In the last year, we have built and released ClickHouse Cloud, delivering a beta release in September and, more recently, reaching GA this month. As our Cloud usage grows, our support team is increasingly required to monitor and help diagnose issues on our customer’s clusters. For this, we often rely on the system tables provided by ClickHouse. In this blog series, we share some of their common queries to benefit our self-managed community, utilizing SQL queries to monitor your SQL queries! In our first post, we focus on monitoring data concerning INSERT statements to address early misconfiguration or misuse. In a later post, we’ll look at monitoring SELECT queries and how we can detect problems your users are experiencing early, allowing you to deliver a better ClickHouse experience.

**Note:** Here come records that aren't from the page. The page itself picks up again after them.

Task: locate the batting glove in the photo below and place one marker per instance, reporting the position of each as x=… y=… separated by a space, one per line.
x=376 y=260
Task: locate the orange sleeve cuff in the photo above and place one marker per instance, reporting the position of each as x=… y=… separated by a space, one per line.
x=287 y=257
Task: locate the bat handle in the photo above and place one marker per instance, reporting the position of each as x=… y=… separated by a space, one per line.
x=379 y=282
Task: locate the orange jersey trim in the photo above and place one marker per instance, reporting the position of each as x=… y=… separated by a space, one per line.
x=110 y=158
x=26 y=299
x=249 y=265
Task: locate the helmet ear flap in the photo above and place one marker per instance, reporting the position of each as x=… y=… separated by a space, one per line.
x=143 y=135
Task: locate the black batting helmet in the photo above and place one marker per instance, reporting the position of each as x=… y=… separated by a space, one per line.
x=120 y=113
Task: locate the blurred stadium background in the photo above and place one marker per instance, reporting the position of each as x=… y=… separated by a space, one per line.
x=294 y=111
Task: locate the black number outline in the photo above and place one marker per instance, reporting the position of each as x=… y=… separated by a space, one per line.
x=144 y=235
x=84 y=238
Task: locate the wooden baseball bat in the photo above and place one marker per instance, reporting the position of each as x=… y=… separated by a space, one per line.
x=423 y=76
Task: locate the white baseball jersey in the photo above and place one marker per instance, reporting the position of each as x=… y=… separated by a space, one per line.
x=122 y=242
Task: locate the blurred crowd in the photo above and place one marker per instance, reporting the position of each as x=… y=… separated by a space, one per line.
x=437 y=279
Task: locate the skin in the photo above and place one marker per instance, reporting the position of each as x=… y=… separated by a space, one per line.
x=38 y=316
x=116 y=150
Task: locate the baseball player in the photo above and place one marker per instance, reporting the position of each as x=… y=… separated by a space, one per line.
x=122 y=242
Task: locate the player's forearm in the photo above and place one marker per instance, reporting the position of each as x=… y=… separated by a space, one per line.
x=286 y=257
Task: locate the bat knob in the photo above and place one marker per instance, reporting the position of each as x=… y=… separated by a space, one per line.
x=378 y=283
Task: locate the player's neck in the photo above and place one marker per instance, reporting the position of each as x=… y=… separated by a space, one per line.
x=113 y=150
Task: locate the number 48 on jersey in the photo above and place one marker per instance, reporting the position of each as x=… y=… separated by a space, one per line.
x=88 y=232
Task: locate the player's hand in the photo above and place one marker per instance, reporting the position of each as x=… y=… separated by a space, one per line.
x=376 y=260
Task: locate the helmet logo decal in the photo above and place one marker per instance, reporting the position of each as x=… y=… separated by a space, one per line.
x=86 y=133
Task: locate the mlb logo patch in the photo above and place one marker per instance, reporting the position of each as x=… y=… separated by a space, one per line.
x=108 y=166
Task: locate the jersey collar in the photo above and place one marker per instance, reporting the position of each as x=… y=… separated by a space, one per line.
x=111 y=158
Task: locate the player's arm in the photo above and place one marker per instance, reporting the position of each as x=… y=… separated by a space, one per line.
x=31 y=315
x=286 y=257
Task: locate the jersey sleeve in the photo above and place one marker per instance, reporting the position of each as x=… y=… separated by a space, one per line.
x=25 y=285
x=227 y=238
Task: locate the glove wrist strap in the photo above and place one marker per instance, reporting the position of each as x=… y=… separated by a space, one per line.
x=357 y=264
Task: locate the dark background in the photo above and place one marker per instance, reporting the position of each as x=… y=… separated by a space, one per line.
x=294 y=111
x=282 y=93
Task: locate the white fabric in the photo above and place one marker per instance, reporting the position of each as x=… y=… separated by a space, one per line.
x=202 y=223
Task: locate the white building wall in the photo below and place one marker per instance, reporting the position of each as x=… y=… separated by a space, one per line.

All of the examples in this post were created in ClickHouse Cloud where you can spin up a cluster on a free trial in minutes, let us deal with the infrastructure, and get querying! This includes access to SQL Console, which we have used here for visualizing the results of queries.
Monitoring Insert queries
In this blog post, you will find a list of useful SQL queries for monitoring the results of INSERT statements. These queries fall into two main categories:
- Monitoring - Used for understanding the clickhouse cluster setup and usage
- Troubleshooting - Required when identifying the root cause of an issue
Let's run through a quick overview of the queries you will see on this blog post.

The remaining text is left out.